- Born: Lo Hsiao Chien 12 September 1913 Fuzhou, Fujian, China
- Died: 11 August 1995 (aged 81) London, England
- Education: Yenching University (BA); University of Cambridge (MA);
- Spouse: Anne Phillipe Browne ​ ​(m. 1954)​
- Children: 4
- Culinary career
- Current restaurant Memories of China;

= Kenneth Lo (writer) =

Diplomat, food writer, restaurateur, retailer, and tennis player

Kenneth Lo (born Lo Hsiao Chien; 12 September 1913 – 11 August 1995) was a Chinese diplomat, food writer, restaurateur, retailer and tennis player.

==Early life==
Lo Hsiao Chien was born on 12 September 1913 in Fuzhou (the capital of Fujian, China). His grandfather, Sir Lo Feng-Lu, had been Chinese Ambassador to Britain, while his father was the Chinese Consul General in London. As a child, the younger Lo was rechristened Kenneth, which had been a nickname a British physician had given him. In his youth, Lo excelled in tennis representing Peking University and becoming champion of North China. Later, he represented China at the 1936 Davis Cup. He graduated from Yenching University in Beijing with a B.A. in physics, and subsequently studied the English tripos at Fitzwilliam House, Cambridge, obtaining an M.A. from the University of Cambridge in 1938.

==Career==
After graduating from Cambridge, Lo worked as an industrial relations officer at the Chinese consulate in Liverpool. He was promoted to vice-consul in Manchester in 1946, but left the diplomatic service after the Communist seizure of China in 1949. With a loan of $80, he opened a shop selling Chinese greeting cards and, as business improved, Chinese pottery too. By 1956, Lo's business had expanded to the point that he had his own art gallery in London.

Lo also began pursuing a career as a writer sometime between 1953 and 1955. He wrote more than thirty Chinese cookbooks. (Note: According to The Independent, Lo "wrote the first of 40 Chinese cookbooks in 1953". However, according to The New York Times, he "wrote his first book on Chinese cooking in 1955".) His first cookbook, Cooking the Chinese Way, was written in three weeks and sold 10,000 copies. His 1970s cookbook Chinese Food was similarly well-received, while New Chinese Vegetarian Cooking (1987) contained, according to one reviewer, "such tempting recipes as Sichuan hot-braised stir-fried eggplant and stir-fried asparagus with garlic." Lo also wrote reviews for Egon Ronay and The Good Food Guide.
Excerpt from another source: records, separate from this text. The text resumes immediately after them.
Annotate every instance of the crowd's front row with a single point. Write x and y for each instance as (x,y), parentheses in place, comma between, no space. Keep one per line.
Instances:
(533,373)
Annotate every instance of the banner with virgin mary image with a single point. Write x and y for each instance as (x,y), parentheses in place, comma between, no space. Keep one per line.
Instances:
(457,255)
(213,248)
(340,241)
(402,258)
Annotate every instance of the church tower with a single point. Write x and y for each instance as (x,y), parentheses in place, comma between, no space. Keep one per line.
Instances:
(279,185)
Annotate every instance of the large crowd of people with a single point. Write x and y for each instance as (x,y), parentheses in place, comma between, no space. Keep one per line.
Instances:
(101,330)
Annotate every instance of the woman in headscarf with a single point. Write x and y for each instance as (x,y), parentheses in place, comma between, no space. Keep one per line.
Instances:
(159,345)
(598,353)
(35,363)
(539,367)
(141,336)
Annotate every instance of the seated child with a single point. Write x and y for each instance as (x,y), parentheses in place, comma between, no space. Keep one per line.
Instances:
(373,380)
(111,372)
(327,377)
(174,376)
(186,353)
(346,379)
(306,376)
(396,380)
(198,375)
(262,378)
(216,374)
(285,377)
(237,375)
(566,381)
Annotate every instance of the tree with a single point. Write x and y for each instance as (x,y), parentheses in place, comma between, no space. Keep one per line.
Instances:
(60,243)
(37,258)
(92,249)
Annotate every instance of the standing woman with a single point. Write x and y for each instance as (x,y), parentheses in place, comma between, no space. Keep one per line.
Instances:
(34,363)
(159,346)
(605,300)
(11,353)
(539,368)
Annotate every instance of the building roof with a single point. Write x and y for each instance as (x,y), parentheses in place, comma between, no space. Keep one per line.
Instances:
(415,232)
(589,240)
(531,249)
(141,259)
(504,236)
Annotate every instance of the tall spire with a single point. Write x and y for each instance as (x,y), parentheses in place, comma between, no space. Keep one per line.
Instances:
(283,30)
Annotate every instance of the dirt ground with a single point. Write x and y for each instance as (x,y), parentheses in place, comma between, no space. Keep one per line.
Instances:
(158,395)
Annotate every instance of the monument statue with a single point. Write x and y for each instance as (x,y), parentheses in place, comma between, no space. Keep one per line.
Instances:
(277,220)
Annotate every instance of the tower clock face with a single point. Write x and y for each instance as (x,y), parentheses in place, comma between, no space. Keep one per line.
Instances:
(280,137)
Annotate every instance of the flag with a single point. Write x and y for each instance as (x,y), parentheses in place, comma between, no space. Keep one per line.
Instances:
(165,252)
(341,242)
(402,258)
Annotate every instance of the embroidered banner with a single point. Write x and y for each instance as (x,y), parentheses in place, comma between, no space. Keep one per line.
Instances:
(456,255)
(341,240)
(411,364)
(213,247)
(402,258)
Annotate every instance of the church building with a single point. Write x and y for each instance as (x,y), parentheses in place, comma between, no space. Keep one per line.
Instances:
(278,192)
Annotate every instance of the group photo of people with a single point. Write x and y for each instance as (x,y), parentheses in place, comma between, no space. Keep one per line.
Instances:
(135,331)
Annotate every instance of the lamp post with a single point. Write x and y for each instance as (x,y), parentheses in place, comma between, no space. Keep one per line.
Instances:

In 1976, Lo founded the London-based Chinese Gourmet Club. In 1980, he cofounded Memories of China—a restaurant which offered a variety of Chinese dishes, including those from Lo's hometown in Fujian—together with his wife and several business partners; The Daily Telegraph announced that it "was instantly rated among the best Chinese restaurants in the country". The same year, Lo established the London-based culinary school, Ken Lo's Kitchen, which may have been the first Chinese cooking school in Europe. A second Memories of China branch was opened in 1989.

==Personal life and death==
Lo died of cancer, aged 81, on 11 August 1995 in a London hospital. He was survived by his wife, Anne Phillipe Browne (c. 1929–2013), whom he had married in 1954, and their four children: Robert, Michael, Vivienne, and Jennifer. Nick Smurthwaite and Henry McNulty of The Independent described Lo as "the foremost expert in Britain on Chinese food" who "played a huge part in popularising and improving its consumption".